La Requérante allègue enfin que l'absence d'usage par le Défendeur des noms de domaine en cause caractérise la réservation passive et illégitime, une attitude qui aurait été jugée comme constituant un acte d'usage de mauvaise foi à de nombreuses reprises.

B. Défendeur

Le Défendeur allègue qu'entre 2004 et 2006, le site rattaché au nom de domaine <quidonc.com> était exploité pour offrir des prestations en matière informatique. La gestion du site aurait ensuite été confiée à la société Canal Internet gérée par un dénommé B. Hamdaoui. Entre 2008 et 2009, le site rattaché à ce nom de domaine aurait proposé une collection de liens URL pointant vers divers sites (impôts, finances, informations), en attendant le développement d'un site de commerce en ligne. Le Défendeur n'offre toutefois aucune preuve à l'appui de ces allégations.

Le Défendeur allègue qu'à la suite des mises en demeure qui lui ont été adressées par la Requérante, il aurait cessé toute activité et décidé de mettre en vente les noms de domaine litigieux, de sorte qu'aucune offre identique ou similaire à celle proposée par la Requérante n'aie jamais lieu sous ces noms de domaine. À ce fait s'ajoute selon le Défendeur qu'aucun risque de confusion ne résulterait des noms de domaine litigieux avec les marques de la Requérante, puisque son annuaire serait avant tout exploité sous le nom de domaine <pagesjaunes.fr>; preuve en serait selon le Défendeur le fait que les noms de domaine litigieux n'apparaissent nullement dans les résultats offerts par une recherche effectuée au moyen de Google en tapant les mots clés “quidonc” ou “qui” et “donc”.

Le Défendeur allègue ensuite que, contrairement aux allégations de la Requérante, la dénomination “quidonc” est générique et que, étant le premier à l'avoir enregistrée sous les noms de domaines de premier niveau concernés, on ne peut lui opposer le fait qu'il n'aurait aucun intérêt légitime sur ces désignations, le principe du premier arrivé premier servi étant applicable.

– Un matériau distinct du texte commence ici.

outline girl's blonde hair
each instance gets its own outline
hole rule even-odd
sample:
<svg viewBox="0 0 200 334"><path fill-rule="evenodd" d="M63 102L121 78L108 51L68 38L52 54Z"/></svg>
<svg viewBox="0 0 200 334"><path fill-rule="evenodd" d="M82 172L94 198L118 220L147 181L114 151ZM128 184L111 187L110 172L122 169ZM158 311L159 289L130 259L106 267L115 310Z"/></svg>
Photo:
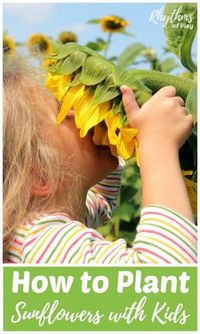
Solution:
<svg viewBox="0 0 200 334"><path fill-rule="evenodd" d="M56 147L45 138L45 127L55 128L47 117L55 109L54 97L38 80L38 73L22 59L6 60L3 72L4 86L4 261L8 246L17 226L27 218L41 212L62 210L54 200L56 186L70 173L68 165L60 159ZM51 128L50 128L51 129ZM51 194L33 196L32 179L38 184L48 182ZM77 177L73 177L78 182ZM44 181L45 180L45 181ZM73 189L73 184L72 184ZM66 195L67 196L67 195ZM67 211L76 218L75 199L67 199ZM52 204L54 203L54 204ZM71 203L71 204L70 204ZM54 207L53 207L54 205ZM42 210L40 209L42 208ZM65 210L66 211L66 210Z"/></svg>

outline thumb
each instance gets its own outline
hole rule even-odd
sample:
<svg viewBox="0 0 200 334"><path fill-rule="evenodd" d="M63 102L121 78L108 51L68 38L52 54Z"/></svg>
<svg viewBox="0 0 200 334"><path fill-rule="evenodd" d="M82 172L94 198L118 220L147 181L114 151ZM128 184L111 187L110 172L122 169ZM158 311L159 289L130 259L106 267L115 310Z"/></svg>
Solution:
<svg viewBox="0 0 200 334"><path fill-rule="evenodd" d="M131 88L123 85L120 87L120 90L122 92L122 102L126 111L128 122L131 126L133 126L134 117L137 115L138 111L140 111L140 107L137 104L135 95Z"/></svg>

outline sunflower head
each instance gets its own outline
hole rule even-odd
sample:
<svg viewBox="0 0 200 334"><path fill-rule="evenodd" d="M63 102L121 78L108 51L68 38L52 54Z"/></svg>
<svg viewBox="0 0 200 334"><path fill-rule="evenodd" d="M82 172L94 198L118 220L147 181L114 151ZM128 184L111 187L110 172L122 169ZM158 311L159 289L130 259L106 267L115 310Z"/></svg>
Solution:
<svg viewBox="0 0 200 334"><path fill-rule="evenodd" d="M12 37L3 36L3 54L14 55L16 46Z"/></svg>
<svg viewBox="0 0 200 334"><path fill-rule="evenodd" d="M27 48L32 53L36 55L38 53L51 54L53 53L53 45L50 39L44 34L33 34L29 37L27 43Z"/></svg>
<svg viewBox="0 0 200 334"><path fill-rule="evenodd" d="M62 42L62 44L66 44L69 42L77 42L78 41L78 37L76 36L76 34L74 34L71 31L63 31L60 33L60 35L58 36L59 40Z"/></svg>
<svg viewBox="0 0 200 334"><path fill-rule="evenodd" d="M77 43L63 45L51 59L55 63L48 68L46 86L60 102L57 123L73 109L80 137L94 132L94 143L109 146L113 155L137 157L137 130L127 123L119 87L131 87L141 104L150 98L151 90L128 71Z"/></svg>
<svg viewBox="0 0 200 334"><path fill-rule="evenodd" d="M100 20L101 29L109 33L122 32L127 25L127 21L114 15L104 16Z"/></svg>

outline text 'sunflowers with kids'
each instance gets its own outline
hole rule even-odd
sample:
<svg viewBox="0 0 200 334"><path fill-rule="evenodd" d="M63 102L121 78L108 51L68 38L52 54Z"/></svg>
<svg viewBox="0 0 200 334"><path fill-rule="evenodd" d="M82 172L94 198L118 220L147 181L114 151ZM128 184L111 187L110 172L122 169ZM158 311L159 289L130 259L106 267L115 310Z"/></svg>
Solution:
<svg viewBox="0 0 200 334"><path fill-rule="evenodd" d="M196 327L195 268L39 269L5 268L5 329Z"/></svg>

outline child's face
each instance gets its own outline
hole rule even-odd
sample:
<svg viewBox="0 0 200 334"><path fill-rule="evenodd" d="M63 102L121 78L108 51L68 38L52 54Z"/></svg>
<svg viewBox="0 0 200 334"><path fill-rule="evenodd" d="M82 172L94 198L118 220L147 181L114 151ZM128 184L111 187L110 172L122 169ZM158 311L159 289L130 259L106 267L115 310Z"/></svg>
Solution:
<svg viewBox="0 0 200 334"><path fill-rule="evenodd" d="M54 118L57 112L58 110L54 112ZM73 111L57 125L56 136L60 139L59 150L62 159L70 161L74 172L85 177L89 187L117 168L118 159L111 155L109 147L96 146L92 140L92 133L89 132L84 138L80 138Z"/></svg>

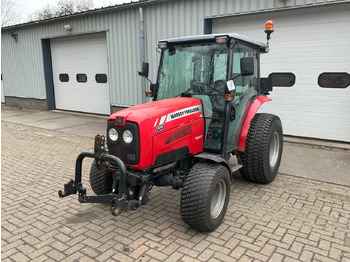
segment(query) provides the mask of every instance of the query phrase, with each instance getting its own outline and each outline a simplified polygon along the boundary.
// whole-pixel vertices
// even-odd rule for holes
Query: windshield
[[[226,81],[228,52],[226,43],[173,45],[165,49],[157,79],[157,100],[183,92],[209,93],[214,82]]]

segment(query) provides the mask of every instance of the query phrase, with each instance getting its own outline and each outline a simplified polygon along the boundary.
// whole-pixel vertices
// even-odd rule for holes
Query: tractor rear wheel
[[[199,162],[181,193],[182,219],[193,229],[210,232],[222,222],[230,198],[230,173],[216,163]]]
[[[276,177],[283,150],[282,123],[278,116],[256,114],[250,123],[245,151],[240,152],[244,179],[268,184]]]
[[[95,162],[92,163],[90,169],[90,185],[92,191],[96,195],[105,195],[112,192],[113,178],[110,172],[99,170]]]

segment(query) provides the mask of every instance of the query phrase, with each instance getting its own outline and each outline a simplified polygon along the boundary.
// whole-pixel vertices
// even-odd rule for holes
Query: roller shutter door
[[[236,32],[265,42],[265,22],[275,32],[261,56],[261,76],[293,72],[296,85],[275,87],[259,110],[278,115],[284,133],[350,142],[350,87],[321,88],[323,72],[350,71],[350,4],[325,5],[213,20],[213,33]]]
[[[51,40],[57,109],[110,114],[106,34]]]

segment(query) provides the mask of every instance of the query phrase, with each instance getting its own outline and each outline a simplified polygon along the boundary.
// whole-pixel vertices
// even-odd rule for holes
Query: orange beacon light
[[[270,40],[270,35],[273,33],[273,21],[269,20],[265,24],[265,33],[267,34],[267,40]]]
[[[273,33],[273,21],[269,20],[266,22],[265,24],[265,33],[266,33],[266,39],[267,39],[267,43],[265,46],[265,53],[268,53],[270,51],[270,47],[269,47],[269,40],[270,40],[270,36]]]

Le Défendeur allègue enfin que la Requérante ne saurait le considérer comme étant de mauvaise foi, dès lors qu'entre le dépôt de la marque QUIDONC en 1998 et l'enregistrement du nom de domaine <quidonc.fr> en 2005 se sont écoulées sept ans, sept ans durant lesquels la Requérante aurait très bien pu enregistrer les noms de domaine aujourd'hui réclamés. Le Défendeur expose au surplus que les activités déployées entre 2004 et 2006 témoignent de sa bonne foi et d'une utilisation légitime de ces noms de domaine, de sorte que l'on ne saurait aujourd'hui voir dans la mise en vente de ces sites un agissement de mauvaise foi, cette mise en vente n'étant que la résultante des mises en demeure qui lui ont été adressées par la Requérante. L'offre de 100 000 euros figurant à une certaine époque sur le site rattaché aux noms de domaine litigieux ne pourrait lui être opposée, puisqu'elle a aujourd'hui disparu et n'est plus d'actualité.

Pour terminer, le Défendeur fait valoir que la plainte déposée par la Requérante s'apparente à une tentative de recapture illicite du nom de domaine, conformément au paragraphe 15(e) des Règles d'application.

6. Discussion et conclusions

A. Identité ou similitude prêtant à confusion

La Requérante a démontré être titulaire de marques composées exclusivement ou en combinaison avec d'autres éléments de la désignation QUIDONC.

On suivra le Défendeur lorsqu'il allègue que l'annuaire exploité par la Requérante l'est en réalité sous le nom de domaine <pagesjaunes.fr>, sans que la dénomination “quidonc” ne figure sur la page en question. On suivra encore le Défendeur lorsqu'il allègue que les statistiques attestant de l'importance de l'annuaire proposé par la Requérante auprès de la communauté des internautes en France n'ont trait qu'au site <pagesjaunes.fr>, sans que ces statistiques ne prouvent la notoriété de l'une ou l'autres des marques QUIDONC dont la Requérante est titulaire.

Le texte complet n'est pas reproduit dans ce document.